С этим чувством ничто не сравнится.
– Я не могу выбросить из головы твое сочинение, – сказала Бонни, выводя меня из задумчивости. Наши взгляды встретились, и мое сердце ушло в пятки, когда я понял, о чем она говорит. – Те несколько тактов, что ты записал и оставил на столе в кофейне «Джефферсон».
В животе у меня словно завязался тугой узел.
– Кромвель, – прошептала Бонни.
Удивительно, что я вообще понял ее, ведь совсем рядом играл оркестр. Но я услышал, разумеется. Потому что ее голос был фиолетово-синим.
Пальцы сами собой сжались в кулаки. Следовало встать и немедленно уйти. Бог знает, почему я позволил этому разговору зайти так далеко. Но я не уходил, просто сидел там и смотрел Бонни в глаза.
Она сглотнула.
– Знаю, ты не хочешь, чтобы я говорила об этом… – Она покачала головой. – Но это было… – Она помолчала, явно подбирая слова. В этот самый миг вступили струнные, но прямо сейчас мне было плевать на скрипки, виолончели и контрабасы. Мне хотелось узнать, что скажет Бонни. – Мне понравилось, Кромвель. – Она улыбнулась и покачала головой. – Очень понравилось. Как ты… Неужели тебе сразу пришла в голову эта мелодия, едва ты увидел ноты?

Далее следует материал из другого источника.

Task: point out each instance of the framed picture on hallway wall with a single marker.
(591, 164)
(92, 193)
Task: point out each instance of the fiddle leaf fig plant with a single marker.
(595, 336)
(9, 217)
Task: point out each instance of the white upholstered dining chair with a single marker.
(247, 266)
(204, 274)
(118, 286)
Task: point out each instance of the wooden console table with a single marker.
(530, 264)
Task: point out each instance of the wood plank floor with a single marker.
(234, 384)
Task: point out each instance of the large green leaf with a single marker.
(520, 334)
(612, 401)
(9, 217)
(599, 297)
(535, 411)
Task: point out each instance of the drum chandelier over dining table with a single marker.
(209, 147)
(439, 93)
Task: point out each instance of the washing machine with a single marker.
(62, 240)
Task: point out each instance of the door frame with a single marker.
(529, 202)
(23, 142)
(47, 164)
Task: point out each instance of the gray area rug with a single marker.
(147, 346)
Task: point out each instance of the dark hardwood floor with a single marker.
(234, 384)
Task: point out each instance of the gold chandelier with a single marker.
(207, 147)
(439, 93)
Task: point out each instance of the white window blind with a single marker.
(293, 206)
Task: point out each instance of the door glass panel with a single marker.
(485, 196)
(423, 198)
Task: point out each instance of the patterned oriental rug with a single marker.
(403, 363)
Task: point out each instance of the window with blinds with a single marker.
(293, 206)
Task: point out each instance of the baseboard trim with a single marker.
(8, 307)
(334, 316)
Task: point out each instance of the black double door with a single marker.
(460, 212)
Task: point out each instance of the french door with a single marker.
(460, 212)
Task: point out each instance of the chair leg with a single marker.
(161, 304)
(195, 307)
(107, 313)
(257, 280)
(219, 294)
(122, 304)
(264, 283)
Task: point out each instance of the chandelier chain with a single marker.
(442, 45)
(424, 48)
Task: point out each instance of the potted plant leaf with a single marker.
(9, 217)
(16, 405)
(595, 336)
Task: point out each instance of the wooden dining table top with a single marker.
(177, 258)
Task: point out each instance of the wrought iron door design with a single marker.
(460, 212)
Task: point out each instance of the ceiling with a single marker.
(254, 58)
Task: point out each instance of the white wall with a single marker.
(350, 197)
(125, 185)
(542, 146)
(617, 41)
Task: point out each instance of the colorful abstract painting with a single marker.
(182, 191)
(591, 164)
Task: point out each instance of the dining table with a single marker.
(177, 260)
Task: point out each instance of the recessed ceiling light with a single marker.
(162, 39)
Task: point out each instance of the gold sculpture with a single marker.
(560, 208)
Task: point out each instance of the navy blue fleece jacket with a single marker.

Я сглотнул и полез в карман за сигаретами. Вытащив пачку, я закурил, и на лице Бонни промелькнула тень неудовольствия. Прежде чем она успела сказать хоть слово, я вскочил, отошел к дереву и прислонился к широкому стволу.
Теперь я наблюдал за оркестром лишь краем глаза, потому что почти все мое внимание было приковано к Бонни. Девушка снова смотрела на музыкантов, но ее хрупкие плечи поникли. Она была подавлена, и все из-за того, что я не захотел с ней говорить. Бонни опять принялась жевать конфету, но я видел, что теперь она не наслаждается музыкой.
Я украл у нее эту радость.
А ведь когда я сюда пришел, игра оркестра полностью захватила девушку. Неужели и я когда-то был таким, полностью растворялся в музыке? И ничто другое меня не заботило, я не мог думать ни о чем, кроме нот и мелодий? Да, давным-давно я был именно таким, до того как захотел возненавидеть всю эту классическую лабуду.
И вот я стоял там, полной грудью вдыхая столь необходимый мне сейчас табачный дым, и понимал, что так и не сумел разжечь в душе эту ненависть. Три года я впустую боролся с собой, хотя изначально был обречен на поражение.
«Ты рожден для этого, Кромвель. Это твое предназначение. В одном твоем мизинце больше таланта, чем в ком бы то ни было, включая меня», – прозвучал у меня в голове голос отца.
В горле встал ком. Поглядев на зажатую в пальцах сигарету, я обнаружил, что моя рука дрожит. Я в последний раз затянулся, попытался успокоиться, но в груди уже клокотала привычная раскаленная злость, а в животе образовалась пустота, так что я не мог дышать. Так всегда происходило, если я думал об отце, слышал музыку или находился рядом с Бонни.
Я не понимал, что в этой девушке особенного.
Пианистка заиграла соло, и мне захотелось стукнуть кулаком по стволу дерева. Ноги словно приросли к земле – музыка действовала на меня как гипноз, заставляла слушать и смотреть. И я видел лишь одно: как сам стою на этой сцене и исполняю произведение, которое никогда не смогу закончить. Эта мелодия преследовала меня слишком долго, причем я никогда не мог ее увидеть: цвета меркли и исчезали в темноте. Именно из-за этой мелодии я отказался от любви всей своей жизни.
– Кромвель?
Голос Бонни пробился сквозь ревущий у меня в голове белый шум, сквозь звуки пианино, что обрушивались на меня, как бомбы, под ударами которых мой отец проводил большую часть времени, пока служил в армии. Я закрыл глаза и надавил ладонями на опущенные веки. Тонкие пальцы коснулись моего запястья.